We got one more promising phone call; a young girl, the most precocious 10 year old I’ve ever heard, said she saw Mutex while walking to her bus. She was positive it was him. A few days later she called again; she had seen him in almost the same spot, and wished she could have called earlier, but had to wait until she got home from school. I drove down near the corner she spoke of and walked around calling his name. Ray and I have a hefty reward for his return and hoped we could give it to her.

That was the last call. I am sure someone has Mutex; he survived for at least 4 months outside, is so incredibly fast and athletic and why would he be spotted in a quiet residential neighbourhood and then suddenly not be seen again? Animal Control will scan for chips even on dead animals they collect and call the owners; Home Again knows we have a missing cat. No, I’m pretty sure someone decided he was incredibly cool (he is), and took him.

I still think about him every day; we got cats to keep Spinlock company (Orientals are particularly susceptible to being lonely) but he hasn’t really bonded like he was with Mutex and prefers us; he’s needy, really. Our pets are like our children; who would ever give up on finding their child, or a loved one?

We miss him so much and I keep thinking about him and his one, green luminous eye, how he could open doors towards him, how he got closed in our pantry overnight once and the next morning we found him in a plastic mixing bowl sleeping, soy sauce sticking to his fur and spilled on the shelf. We laughed for WEEKS after that.

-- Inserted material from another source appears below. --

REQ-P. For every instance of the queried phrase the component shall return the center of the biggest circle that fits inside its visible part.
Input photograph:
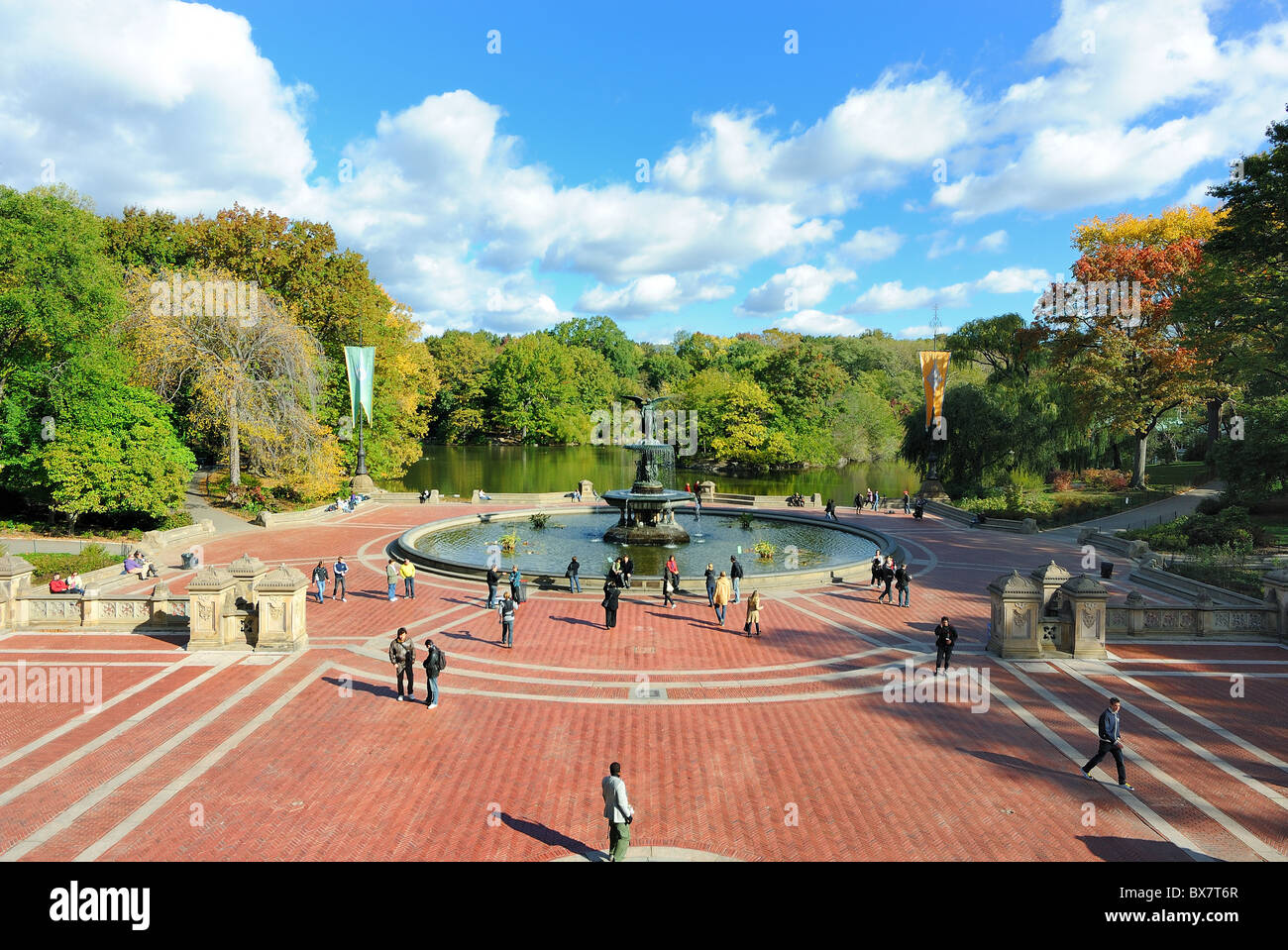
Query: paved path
(1154, 512)
(774, 748)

I’m working on another postcard to send to the names on the mailing list that are farther away, and I’m writing a new flier to send to pet sitters and groomers. Mutey is our little boy, and is irreplaceable, and we wish we knew where he was, what happened; that part is so hard to bear for us. What we want most of all, obviously, is him here at home, sleeping on his cat pillow in front of the fire. He is such a good boy.